Informal education in the Jewish community is supposed to be fun and playful, surprising and creative. But Arna Poupko Fisher wants one thing to be clear: informal education doesn’t need to be done informally.
“I’ve always felt that the space of informal or experiential Jewish education required a lens of expertise and professionalism that it hasn’t yet been given,” said Poupko Fisher, M² board member.
“M² has already done a tremendous amount in identifying that informal education is, in fact, a field within Jewish education,” Poupko Fisher said. But the term “informal” can be a misnomer.
“People assume it’s haphazard and lacks professionalism and intentionality,” she said. “M² has successfully demonstrated that this field desperately requires attention. There are so many modalities through which the field can be improved, professionalized, and appreciated.”
The opportunities are endless
Poupko Fisher’s more than 25 years of experience in formal education in the Jewish community means she’s seen a lot of different types of initiatives aimed at getting young people involved in Judaism. But the potential for informal education is limitless, she believes.

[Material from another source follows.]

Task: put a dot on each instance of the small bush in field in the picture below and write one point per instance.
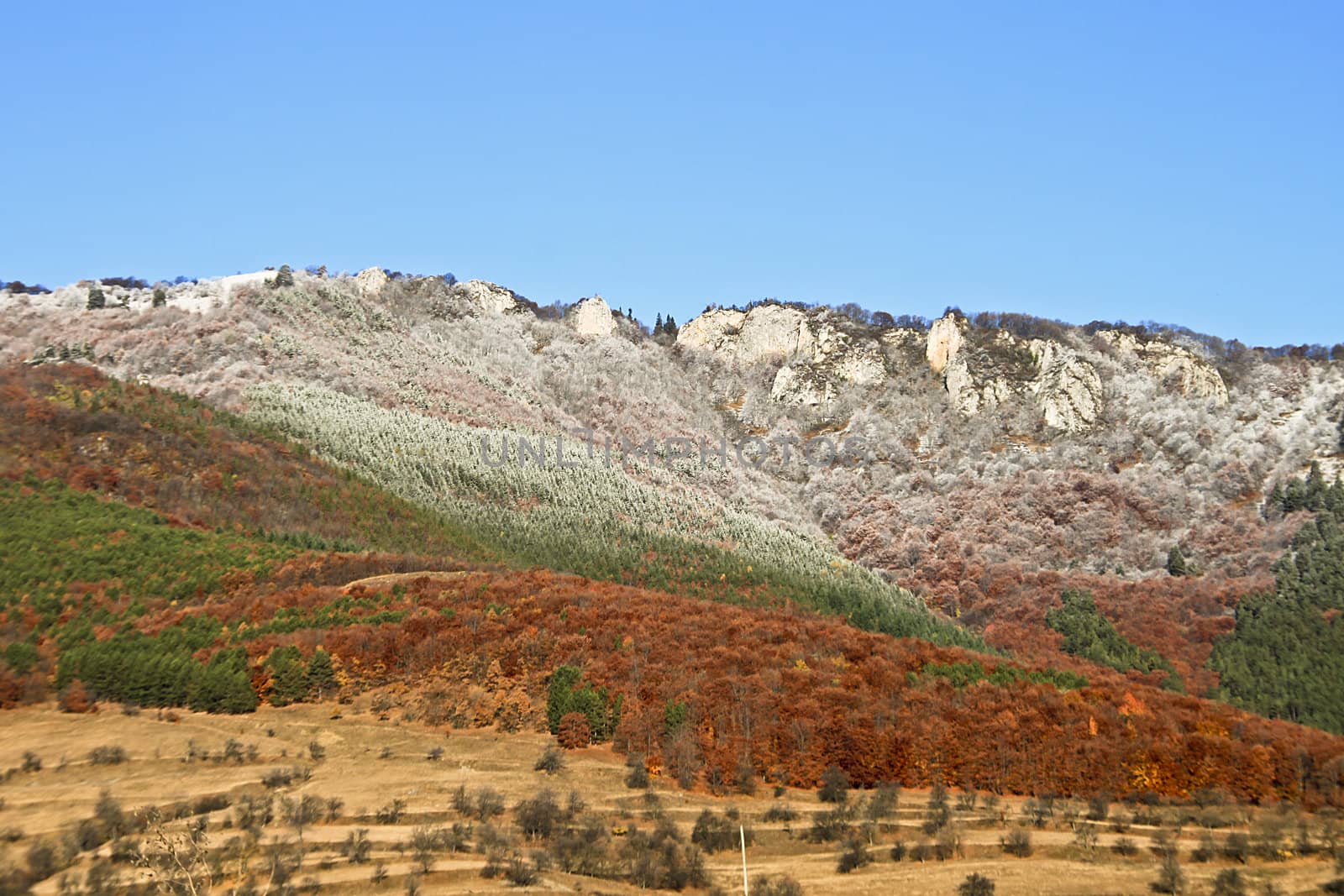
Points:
(108, 755)
(551, 761)
(1018, 842)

“If Jews are going to be educated, it will overwhelmingly be in this space, because we don’t see an increase in young Jews attending Jewish day school,” she explained. Judaism in 2022 is going to be more about meeting young people where they are, and engaging them in interesting and creative events that aren’t necessarily part of an existing framework.

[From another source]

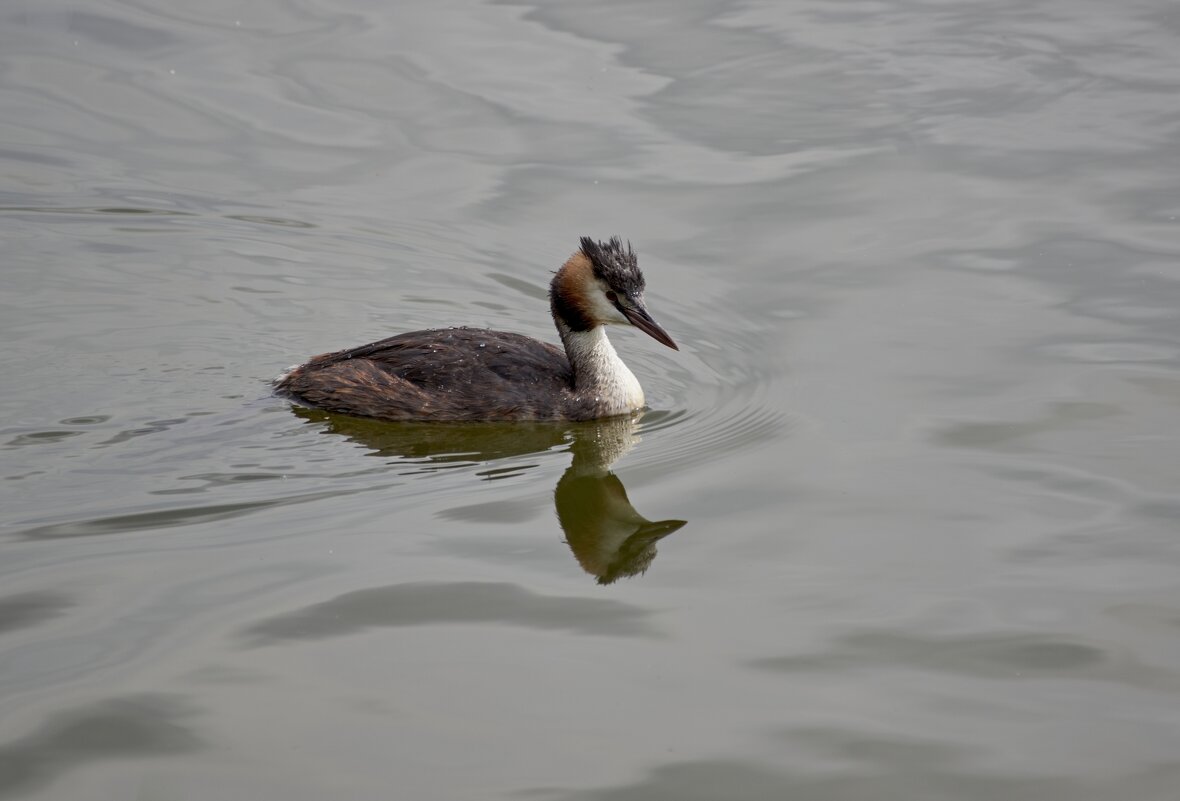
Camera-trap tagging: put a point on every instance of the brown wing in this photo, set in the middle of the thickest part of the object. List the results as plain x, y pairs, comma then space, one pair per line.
445, 374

Informal education will require more flexibility and innovation from Jewish organizations. As with any rapidly changing field, there are a lot of possibilities for programming to fall flat, and for new initiatives to fail.
But there’s good news, as well. Because informal education can fit into such a diverse array of situations and experiences, “the opportunities are endless,” Poupko Fisher said. For her, Jewish youth group as a teenager was a transformative experience. For others, it’s summer camp, or Jewish travel, a spiritual retreat, or events at community centers with a Jewish flair, or adult learning opportunities.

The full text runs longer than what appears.